The interim leader of a controversial job training program says the fate of CIETC could be decided today (Thursday). Mary Gottschalk is serving as the chief financial officer for the Central Iowa Employment and Training Consortium, or CIETC and she’ll be there today when CIETC’s board meets with its regional workforce investment board.
According to Gottschalk, a lot depends on whether the state pulls its “Promise Jobs” funding that helps welfare recipients find jobs. “If the Promise Jobs contract goes away, I have trouble understanding how CIETC will pay its bills,” she says. Gottschalk says if CIETC continues to exist, employee salaries should be “restructured.” She estimates that up to 10 employees are overpaid, and about 10 others are underpaid.

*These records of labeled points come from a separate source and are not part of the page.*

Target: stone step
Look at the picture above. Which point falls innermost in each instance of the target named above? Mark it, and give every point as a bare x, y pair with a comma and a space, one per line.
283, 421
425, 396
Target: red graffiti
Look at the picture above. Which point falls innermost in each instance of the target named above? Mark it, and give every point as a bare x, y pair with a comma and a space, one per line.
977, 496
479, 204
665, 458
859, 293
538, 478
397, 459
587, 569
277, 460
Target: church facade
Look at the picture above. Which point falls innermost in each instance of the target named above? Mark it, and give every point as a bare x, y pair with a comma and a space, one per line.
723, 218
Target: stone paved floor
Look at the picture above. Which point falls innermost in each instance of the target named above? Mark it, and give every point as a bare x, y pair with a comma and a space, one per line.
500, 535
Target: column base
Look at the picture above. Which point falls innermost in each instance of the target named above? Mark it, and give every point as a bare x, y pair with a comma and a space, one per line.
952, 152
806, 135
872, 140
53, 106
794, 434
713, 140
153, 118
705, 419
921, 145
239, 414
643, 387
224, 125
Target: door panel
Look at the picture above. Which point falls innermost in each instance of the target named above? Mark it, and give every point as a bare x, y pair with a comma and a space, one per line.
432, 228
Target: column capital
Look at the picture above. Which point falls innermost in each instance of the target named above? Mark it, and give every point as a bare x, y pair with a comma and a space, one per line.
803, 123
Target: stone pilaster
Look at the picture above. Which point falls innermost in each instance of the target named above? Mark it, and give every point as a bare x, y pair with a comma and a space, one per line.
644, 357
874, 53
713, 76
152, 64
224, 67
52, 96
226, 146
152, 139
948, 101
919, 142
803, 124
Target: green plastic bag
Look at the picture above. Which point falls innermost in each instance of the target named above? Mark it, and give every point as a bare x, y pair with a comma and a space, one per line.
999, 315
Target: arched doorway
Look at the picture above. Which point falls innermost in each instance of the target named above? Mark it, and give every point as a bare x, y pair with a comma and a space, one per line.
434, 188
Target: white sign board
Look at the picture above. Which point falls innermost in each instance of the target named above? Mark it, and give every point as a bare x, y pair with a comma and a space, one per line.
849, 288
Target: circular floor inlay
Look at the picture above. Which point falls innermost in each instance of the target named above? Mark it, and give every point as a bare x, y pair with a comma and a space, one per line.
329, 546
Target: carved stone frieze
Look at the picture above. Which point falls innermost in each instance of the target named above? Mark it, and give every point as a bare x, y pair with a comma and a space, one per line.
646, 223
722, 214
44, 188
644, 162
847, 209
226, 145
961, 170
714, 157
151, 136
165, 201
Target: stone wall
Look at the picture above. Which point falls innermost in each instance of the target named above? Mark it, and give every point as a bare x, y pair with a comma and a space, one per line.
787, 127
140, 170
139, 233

“The goal here is to put salaries on an equitable basis,” she says. Gottschalk is proposing a new pay plan: CIETC employees can earn up to 110 percent of what a state employee would earn in the same position. The CIETC board meets this (Thursday) morning at nine o’clock. Gottschalk testified Wednesday before the legislature’s Government Oversight Committee. The panel has been investigating CIETC since March when a state audit uncovered lavish salaries and bonuses for the agency’s top three executives.
A private-sector auditor who had reviewed CIETC’s books in the past few years says he knew about those salaries, but Allen Kincheloe says his firm was assured those salaries were above board. “We, as financial statement auditors, are not responsible for determining their levels of compensation,” Kincheloe says.

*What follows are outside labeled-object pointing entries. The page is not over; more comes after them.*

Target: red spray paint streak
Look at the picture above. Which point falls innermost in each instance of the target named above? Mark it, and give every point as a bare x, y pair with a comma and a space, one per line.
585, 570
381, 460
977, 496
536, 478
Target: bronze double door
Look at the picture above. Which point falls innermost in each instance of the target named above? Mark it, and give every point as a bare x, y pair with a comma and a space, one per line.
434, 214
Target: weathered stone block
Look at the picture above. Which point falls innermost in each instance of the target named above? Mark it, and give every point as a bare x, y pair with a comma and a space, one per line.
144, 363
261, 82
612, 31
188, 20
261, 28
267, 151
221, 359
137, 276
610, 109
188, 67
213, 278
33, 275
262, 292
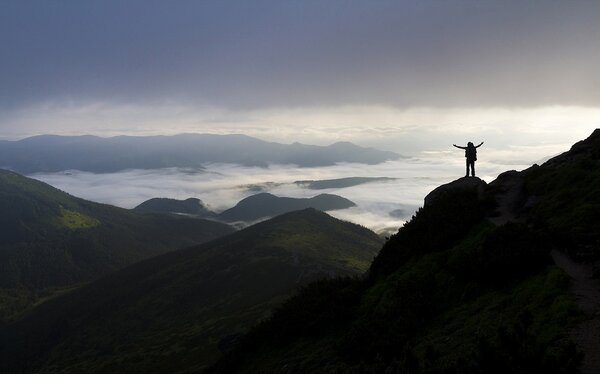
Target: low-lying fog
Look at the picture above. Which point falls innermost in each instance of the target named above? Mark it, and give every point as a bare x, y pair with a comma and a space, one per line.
382, 206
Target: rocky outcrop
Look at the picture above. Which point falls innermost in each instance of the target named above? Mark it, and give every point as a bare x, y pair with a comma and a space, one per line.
464, 183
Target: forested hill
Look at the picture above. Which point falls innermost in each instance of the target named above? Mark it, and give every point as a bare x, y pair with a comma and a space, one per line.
50, 153
51, 239
173, 313
264, 205
466, 286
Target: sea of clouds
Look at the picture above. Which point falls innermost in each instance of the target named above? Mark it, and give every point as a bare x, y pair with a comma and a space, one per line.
221, 186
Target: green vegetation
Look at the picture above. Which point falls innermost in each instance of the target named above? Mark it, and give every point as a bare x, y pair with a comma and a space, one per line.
449, 293
50, 239
75, 220
178, 311
191, 206
566, 192
264, 205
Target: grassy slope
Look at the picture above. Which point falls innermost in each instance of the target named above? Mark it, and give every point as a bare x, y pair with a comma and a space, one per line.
449, 293
50, 239
170, 312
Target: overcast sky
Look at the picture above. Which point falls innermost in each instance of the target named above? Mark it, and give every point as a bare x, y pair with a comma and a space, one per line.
401, 75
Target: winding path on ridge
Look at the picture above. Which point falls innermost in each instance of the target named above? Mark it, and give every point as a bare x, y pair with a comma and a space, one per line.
585, 288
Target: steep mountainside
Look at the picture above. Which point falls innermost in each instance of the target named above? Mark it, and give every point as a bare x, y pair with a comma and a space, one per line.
50, 153
267, 205
51, 239
172, 313
466, 286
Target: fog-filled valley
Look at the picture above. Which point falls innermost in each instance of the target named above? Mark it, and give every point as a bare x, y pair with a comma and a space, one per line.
300, 187
221, 186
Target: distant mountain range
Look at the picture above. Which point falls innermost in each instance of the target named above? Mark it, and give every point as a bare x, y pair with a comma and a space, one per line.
51, 153
50, 239
470, 284
340, 182
191, 206
248, 210
265, 204
176, 311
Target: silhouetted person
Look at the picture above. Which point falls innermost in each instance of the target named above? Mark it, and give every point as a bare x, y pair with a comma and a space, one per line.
471, 155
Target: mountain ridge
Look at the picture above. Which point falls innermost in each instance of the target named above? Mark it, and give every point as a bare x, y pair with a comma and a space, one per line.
466, 285
192, 298
52, 239
52, 153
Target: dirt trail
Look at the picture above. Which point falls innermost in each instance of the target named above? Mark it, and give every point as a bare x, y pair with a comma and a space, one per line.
587, 294
511, 201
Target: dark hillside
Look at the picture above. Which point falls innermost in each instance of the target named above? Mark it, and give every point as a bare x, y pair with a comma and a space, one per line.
466, 286
174, 312
564, 197
264, 205
50, 153
50, 239
191, 206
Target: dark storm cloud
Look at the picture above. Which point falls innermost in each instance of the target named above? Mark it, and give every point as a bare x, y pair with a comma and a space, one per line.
252, 54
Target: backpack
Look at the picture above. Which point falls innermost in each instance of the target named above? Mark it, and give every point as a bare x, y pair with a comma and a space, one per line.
471, 153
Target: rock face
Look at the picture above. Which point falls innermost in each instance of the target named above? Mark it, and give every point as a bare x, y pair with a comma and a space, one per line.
465, 183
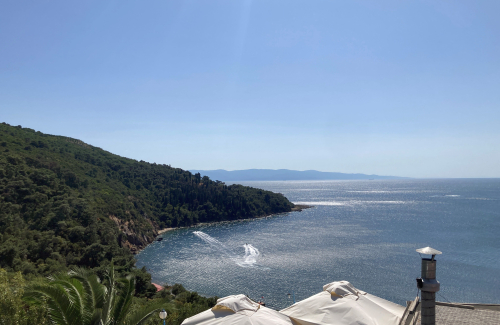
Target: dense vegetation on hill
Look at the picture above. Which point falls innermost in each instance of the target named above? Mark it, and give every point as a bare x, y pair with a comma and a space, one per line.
64, 202
43, 301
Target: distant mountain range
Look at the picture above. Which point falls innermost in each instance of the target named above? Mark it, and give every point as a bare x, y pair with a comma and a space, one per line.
281, 175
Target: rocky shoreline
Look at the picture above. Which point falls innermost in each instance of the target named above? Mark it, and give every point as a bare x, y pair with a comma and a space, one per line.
296, 208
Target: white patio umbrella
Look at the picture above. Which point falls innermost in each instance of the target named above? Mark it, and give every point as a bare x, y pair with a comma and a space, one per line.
341, 304
238, 310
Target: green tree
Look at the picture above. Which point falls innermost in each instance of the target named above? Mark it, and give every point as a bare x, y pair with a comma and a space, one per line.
80, 298
13, 310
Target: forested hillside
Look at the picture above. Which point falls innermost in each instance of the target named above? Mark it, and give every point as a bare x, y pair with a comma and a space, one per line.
64, 202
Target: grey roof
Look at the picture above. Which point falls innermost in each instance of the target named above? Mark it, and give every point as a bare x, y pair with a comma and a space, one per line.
459, 314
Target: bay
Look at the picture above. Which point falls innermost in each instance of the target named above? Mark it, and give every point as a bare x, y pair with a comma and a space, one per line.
365, 232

“We noted what their compensation was. We asked the board if it had been approved. Archie Brooks, as the chairman of the board, told us yes he had approved them. He had signed off on letters stating that they were approved. His signature was applied to all of the paychecks and that was the extent of it.”

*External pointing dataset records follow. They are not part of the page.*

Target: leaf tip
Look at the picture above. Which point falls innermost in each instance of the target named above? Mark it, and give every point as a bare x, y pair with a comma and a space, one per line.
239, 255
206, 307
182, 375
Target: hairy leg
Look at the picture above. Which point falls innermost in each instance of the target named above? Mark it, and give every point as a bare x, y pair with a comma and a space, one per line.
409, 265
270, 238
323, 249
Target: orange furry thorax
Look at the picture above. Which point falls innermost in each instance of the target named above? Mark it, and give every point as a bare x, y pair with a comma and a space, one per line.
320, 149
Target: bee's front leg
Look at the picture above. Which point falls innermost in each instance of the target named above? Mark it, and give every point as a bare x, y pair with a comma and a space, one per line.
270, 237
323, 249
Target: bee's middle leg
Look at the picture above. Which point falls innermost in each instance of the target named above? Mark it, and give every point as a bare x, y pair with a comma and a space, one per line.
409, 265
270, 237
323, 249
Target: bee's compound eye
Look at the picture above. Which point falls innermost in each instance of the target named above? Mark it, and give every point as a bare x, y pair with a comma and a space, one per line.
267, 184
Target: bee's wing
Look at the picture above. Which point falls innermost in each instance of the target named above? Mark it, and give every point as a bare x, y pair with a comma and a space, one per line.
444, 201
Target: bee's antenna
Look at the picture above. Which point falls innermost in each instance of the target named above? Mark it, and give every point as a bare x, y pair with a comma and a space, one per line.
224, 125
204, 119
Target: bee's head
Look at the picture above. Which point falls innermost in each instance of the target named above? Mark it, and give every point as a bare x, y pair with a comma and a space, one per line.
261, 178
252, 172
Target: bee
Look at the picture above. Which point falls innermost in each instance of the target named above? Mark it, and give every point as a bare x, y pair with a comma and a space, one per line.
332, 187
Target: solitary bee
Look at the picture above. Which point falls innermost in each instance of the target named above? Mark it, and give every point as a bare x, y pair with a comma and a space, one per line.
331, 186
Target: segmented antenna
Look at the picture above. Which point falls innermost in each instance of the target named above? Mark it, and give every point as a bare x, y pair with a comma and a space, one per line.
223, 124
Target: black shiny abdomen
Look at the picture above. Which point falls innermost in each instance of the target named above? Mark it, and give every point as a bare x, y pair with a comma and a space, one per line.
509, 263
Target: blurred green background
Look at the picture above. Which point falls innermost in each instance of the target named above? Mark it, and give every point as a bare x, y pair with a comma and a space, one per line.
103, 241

Kincheloe says he contacted the U.S. Department of Labor, and was led to believe federal officials were aware of the salary levels. “The purpose of our…audit wasn’t to go in and determine their level of compensation…to pass judgment on it,” he says. An audit conducted later by the state auditor found the top three executives in CIETC received about one-point-eight million dollars in salary and bonuses in a two-and-a-half year period.